Friday, September 28, 2007

Censorship In Turkey Pt.II

My previous post was about a type of censorship; namely, the state blocking access to Internet sites it finds unsuitable or unacceptable. In that case, however, it wasn't that the state found the site unacceptable. It was a court blocking the site in on behalf of one person who didn't care for the material therein. A scary precedent, methinks, though I should also point out that I think the blocking of Wordpress probably was more the result of legal ineptitude than a step in a larger conspiracy to limit free speech in Turkey.

This next issue is a matter of censorship in the sense that I usually think of it: The state actually punishing a person because it didn't like something this person expressed. Honestly, I suspect this happens in Turkey, to Turkish citizens, way more than I care to think about, but it doesn't make it into the major media outlets here, and I just don't really actively research human rights issues much anyway. Too depressing, to be honest.

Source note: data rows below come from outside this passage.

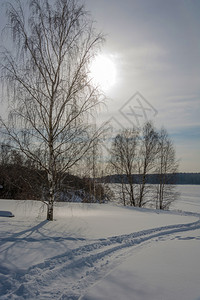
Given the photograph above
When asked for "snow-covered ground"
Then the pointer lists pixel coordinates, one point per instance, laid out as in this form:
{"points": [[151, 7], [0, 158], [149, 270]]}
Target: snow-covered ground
{"points": [[103, 251]]}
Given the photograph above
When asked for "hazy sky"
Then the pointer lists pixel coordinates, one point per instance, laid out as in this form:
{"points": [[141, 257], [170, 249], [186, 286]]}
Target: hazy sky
{"points": [[155, 47]]}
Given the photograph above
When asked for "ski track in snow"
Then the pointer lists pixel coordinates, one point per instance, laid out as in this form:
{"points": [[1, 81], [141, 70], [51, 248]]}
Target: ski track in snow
{"points": [[87, 263]]}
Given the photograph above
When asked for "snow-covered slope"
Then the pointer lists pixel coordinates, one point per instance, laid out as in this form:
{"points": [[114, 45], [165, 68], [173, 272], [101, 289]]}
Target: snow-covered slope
{"points": [[96, 251]]}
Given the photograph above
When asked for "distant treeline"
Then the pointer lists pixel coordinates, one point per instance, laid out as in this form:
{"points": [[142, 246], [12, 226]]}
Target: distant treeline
{"points": [[179, 178]]}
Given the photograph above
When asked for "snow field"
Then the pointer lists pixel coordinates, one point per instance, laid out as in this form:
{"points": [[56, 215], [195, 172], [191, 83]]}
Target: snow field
{"points": [[97, 252]]}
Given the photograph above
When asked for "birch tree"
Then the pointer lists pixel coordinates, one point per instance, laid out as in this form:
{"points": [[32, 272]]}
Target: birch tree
{"points": [[167, 167], [146, 159], [49, 89], [123, 161]]}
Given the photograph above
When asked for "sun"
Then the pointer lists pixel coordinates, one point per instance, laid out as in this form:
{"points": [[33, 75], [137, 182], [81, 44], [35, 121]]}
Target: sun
{"points": [[103, 71]]}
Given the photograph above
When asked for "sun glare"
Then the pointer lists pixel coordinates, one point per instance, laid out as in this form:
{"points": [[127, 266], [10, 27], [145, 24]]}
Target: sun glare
{"points": [[103, 72]]}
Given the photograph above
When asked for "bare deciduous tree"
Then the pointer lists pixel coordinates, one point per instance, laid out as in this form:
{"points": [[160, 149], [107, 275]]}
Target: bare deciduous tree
{"points": [[167, 167], [49, 86], [123, 161], [146, 159]]}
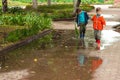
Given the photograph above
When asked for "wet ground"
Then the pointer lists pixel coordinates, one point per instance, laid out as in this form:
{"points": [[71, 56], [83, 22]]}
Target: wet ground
{"points": [[58, 61], [61, 60]]}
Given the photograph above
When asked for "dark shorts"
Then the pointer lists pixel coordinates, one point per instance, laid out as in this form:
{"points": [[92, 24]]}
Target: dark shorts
{"points": [[97, 34]]}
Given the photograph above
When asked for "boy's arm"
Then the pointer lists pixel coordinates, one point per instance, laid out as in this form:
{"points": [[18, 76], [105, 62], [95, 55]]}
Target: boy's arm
{"points": [[87, 16]]}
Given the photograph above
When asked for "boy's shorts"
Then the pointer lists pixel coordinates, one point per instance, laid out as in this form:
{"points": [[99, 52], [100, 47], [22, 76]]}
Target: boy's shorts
{"points": [[97, 34]]}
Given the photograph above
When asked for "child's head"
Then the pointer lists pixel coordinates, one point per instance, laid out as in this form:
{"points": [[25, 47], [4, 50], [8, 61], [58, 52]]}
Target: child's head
{"points": [[78, 10], [98, 10]]}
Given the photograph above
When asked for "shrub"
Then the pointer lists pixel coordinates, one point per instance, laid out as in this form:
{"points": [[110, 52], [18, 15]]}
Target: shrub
{"points": [[34, 23]]}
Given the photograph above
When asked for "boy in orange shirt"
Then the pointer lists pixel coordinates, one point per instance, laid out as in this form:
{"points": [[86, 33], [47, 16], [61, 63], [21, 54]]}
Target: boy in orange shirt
{"points": [[98, 25]]}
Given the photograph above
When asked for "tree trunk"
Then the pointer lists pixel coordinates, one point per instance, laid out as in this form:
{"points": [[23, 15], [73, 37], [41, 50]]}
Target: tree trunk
{"points": [[76, 5], [35, 4], [49, 2], [4, 5]]}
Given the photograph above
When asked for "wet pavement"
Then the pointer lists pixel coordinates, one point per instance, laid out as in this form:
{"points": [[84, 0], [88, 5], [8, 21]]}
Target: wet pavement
{"points": [[63, 61]]}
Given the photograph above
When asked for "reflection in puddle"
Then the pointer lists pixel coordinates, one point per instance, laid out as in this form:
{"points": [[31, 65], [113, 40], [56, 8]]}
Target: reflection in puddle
{"points": [[109, 37], [14, 75], [96, 63]]}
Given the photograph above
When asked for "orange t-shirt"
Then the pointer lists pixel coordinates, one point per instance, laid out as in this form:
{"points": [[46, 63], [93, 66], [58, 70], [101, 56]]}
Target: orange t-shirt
{"points": [[98, 22]]}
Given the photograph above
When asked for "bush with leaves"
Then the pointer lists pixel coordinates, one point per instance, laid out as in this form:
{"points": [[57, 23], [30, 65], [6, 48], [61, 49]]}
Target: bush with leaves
{"points": [[34, 24]]}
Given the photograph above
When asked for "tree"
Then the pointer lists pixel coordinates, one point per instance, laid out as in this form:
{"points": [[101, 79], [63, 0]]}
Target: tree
{"points": [[49, 2], [35, 4], [4, 5]]}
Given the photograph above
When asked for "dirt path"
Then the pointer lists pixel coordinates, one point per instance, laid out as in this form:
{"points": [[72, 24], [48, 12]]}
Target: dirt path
{"points": [[110, 68]]}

But I know about this case because it's happening to a foreigner-- a British national named Michael Dickinson, who lives in Istanbul. And let me preface this by saying I don't particularly care for his work. He makes collages with political themes. Of the pieces I've seen, posted by Mr. Dickinson himself on the Dave's ESL Cafe's Turkey forum, there were lots of penises and piles of poo, that sort of thing. And I certainly don't disagree with some of his overall themes: anti-Bush, anti-war, anti-petrodollars, and the general mess the world is in today because of these.

Last year, Mr. Dickinson displayed a collage poking fun at Recep Tayyip Erdoğan, which can be seen on the link above. He was jailed and let go (more details about that are also on the link above), and apparently the charges were dropped. At the trial of the organizer of the show where the offending collage was initially displayed, Mr. Dickinson held up another collage, again parodying Mr. Erdoğan's relationship with George Bush, and was again charged with "insulting the dignity of the Prime Minister."

The latest in this saga is that Mr. Dickinson is facing trial and the possibility of two years in prison for his second shenanigan. And despite the inevitable bundling of undies when one mentions the film Midnight Express to a Turk, let me point out that this would be two years in Turkish prison.

Now, I've already said I personally don't care for Mr. Dickinson's work. That's neither here nor there. I should also point out that I'm not sure how I feel about a foreign national deliberately flaunting the laws of his host country. Obviously there are human rights issues and abuses in Turkey, but part of me thinks this is something Turks need to solve in their own way and in their own context-- a foreigner doing it strikes me as, at worst, patriarchal, and at best, really rude. But, rudeness and bad collages aside, the guy certainly does not deserve two years in Turkish prison, sharing a cell with the kinds of guys who were unable to bribe their way out of Turkish prison. And, rudeness and bad collages aside, I do support the inalienable right of artists to express themselves, no exceptions.

Erdoğan, apparently, disagrees: "Freedom of thought and freedom of the press never amount to freedom of insult; they should not ... If you caricature the prime minister of this country, or anyone else, as an animal, this can never be called freedom (source)." He said this in response to a case he filed in 2005 against a cartoonist who depicted him as a cat. The cartoonist was convicted and fined about $3,700. Censorship, yes, but based on a libel suit, however spurious. In Mr. Dickinson's case, the state is attempting to imprison a man for portraying the Prime Minister as a dog. So, for those not following along, it's $3,700 for a cat, 2 years in prison for a dog.

Scary. Really, really scary.

Sometimes it seems like so many things are happening all around us we can't control. Sometimes it seems like the idiots are winning. There's a petition in support of Michael Dickinson here. Maybe it will help, maybe not. At least there's one small thing we can do. Turkey is on the verge of embarrassing itself once again, and once again, it probably feels perfectly justified in doing so, and doesn't even know why it should be embarrassed.